Agree. I still do think there could be a lot of value of AI. For example, AI has the capability of putting logic over emotion in some cases where it makes sense and potentially the ability to get rid of the portion of people that are “too soft”, the classic case of “You have to be cruel to be kind” to solve a problem. As an example, AI could conclude that something like cashless cards may be a solution to welfare dependence.

I think AI would have the capability of evaluating scenarios like bail hearings where they would have a capacity to understand whether a person is likely to re-offend, whether they should have a tracking bracelet etc.

I’ve not had a lot to do with the justice system, but from what I have seen in the press from time to time - evidently sometimes judges do fail to remain impartial and objective. An AI alternatively, and with super duper encryption to ensure it’s not hacked, loaded up with appropriate laws, but also what passes for extenuating circumstances, could do a lot better, and faster job of metering out justice than a human.

(I wrote a short story that stemmed from this idea a decade ago! :slight_smile: )

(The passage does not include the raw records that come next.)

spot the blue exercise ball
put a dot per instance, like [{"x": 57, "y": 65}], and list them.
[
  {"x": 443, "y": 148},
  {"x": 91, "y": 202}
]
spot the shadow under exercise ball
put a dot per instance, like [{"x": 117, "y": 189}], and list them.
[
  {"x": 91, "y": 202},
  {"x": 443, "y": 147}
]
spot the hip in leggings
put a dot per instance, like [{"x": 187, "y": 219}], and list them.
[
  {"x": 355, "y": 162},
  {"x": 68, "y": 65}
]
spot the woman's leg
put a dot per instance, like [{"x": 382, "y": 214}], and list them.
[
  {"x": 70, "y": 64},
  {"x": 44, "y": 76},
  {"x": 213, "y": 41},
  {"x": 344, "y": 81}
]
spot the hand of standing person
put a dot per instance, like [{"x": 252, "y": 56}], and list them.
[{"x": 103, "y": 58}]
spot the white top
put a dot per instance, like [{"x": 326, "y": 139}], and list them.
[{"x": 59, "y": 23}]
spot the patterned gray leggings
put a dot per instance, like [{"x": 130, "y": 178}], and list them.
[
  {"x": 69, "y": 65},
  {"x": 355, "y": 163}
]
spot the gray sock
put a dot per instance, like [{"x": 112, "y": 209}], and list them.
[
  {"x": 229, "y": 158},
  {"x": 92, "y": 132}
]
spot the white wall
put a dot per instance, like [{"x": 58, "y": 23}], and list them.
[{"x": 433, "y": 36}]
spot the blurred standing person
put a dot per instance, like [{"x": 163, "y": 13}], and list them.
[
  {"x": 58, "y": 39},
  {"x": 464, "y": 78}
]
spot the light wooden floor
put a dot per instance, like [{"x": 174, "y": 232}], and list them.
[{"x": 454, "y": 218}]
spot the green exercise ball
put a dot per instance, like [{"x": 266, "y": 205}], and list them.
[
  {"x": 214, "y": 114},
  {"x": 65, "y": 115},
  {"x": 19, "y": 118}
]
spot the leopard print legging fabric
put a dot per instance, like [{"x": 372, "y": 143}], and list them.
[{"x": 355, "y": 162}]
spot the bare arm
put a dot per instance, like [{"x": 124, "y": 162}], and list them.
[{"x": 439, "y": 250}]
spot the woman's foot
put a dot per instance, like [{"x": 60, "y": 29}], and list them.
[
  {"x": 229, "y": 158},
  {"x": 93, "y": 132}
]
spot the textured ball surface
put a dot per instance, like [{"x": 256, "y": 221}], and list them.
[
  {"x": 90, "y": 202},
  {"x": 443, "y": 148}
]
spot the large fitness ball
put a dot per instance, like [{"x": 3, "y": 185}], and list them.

It’s the type of thing however that would be very hard for modern society to accept. To be judged by a “robot”. Also, thinking through the concept - depending on what evidence was required - a “good” lawyer I’m sure would quickly find ways to convince the AI’s algorithms that its client was not at fault. A lesser lawyer may not fare so well. Unless of course the entire legal profession are also made redundant and the AI-Judge just relies on the factual evidence provided to it…

Of course - that alllll said - again coming back to human fallibility - an AI would likely get it “right” more than it would get it “wrong”…

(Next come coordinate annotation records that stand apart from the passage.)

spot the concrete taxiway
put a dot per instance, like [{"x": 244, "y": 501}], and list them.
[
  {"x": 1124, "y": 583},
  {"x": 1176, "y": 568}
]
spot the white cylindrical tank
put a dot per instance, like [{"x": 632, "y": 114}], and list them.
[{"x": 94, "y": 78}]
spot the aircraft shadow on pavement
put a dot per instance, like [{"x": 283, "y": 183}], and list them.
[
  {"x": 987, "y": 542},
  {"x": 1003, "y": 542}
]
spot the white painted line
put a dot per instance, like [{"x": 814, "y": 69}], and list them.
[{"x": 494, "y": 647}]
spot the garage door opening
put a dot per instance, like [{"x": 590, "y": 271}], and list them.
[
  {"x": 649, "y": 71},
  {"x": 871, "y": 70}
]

I think the advantage with sentencing is that you get consistency instead of one person getting 12 months for murder and the next getting 20 years. AI won’t have mood swings, bad days or apathy.

Yeah, but there is already proof that AI is sexist and racist, because its programmers, largely male and white, code in their own assumptions without necessarily examining them. Not because they themselves mean to be sexist or racist, but because that is the nature of oppressive frameworks. AI sentencing black people more harshly than white people until intentionally modified not to do so is something I absolutely believe would happen.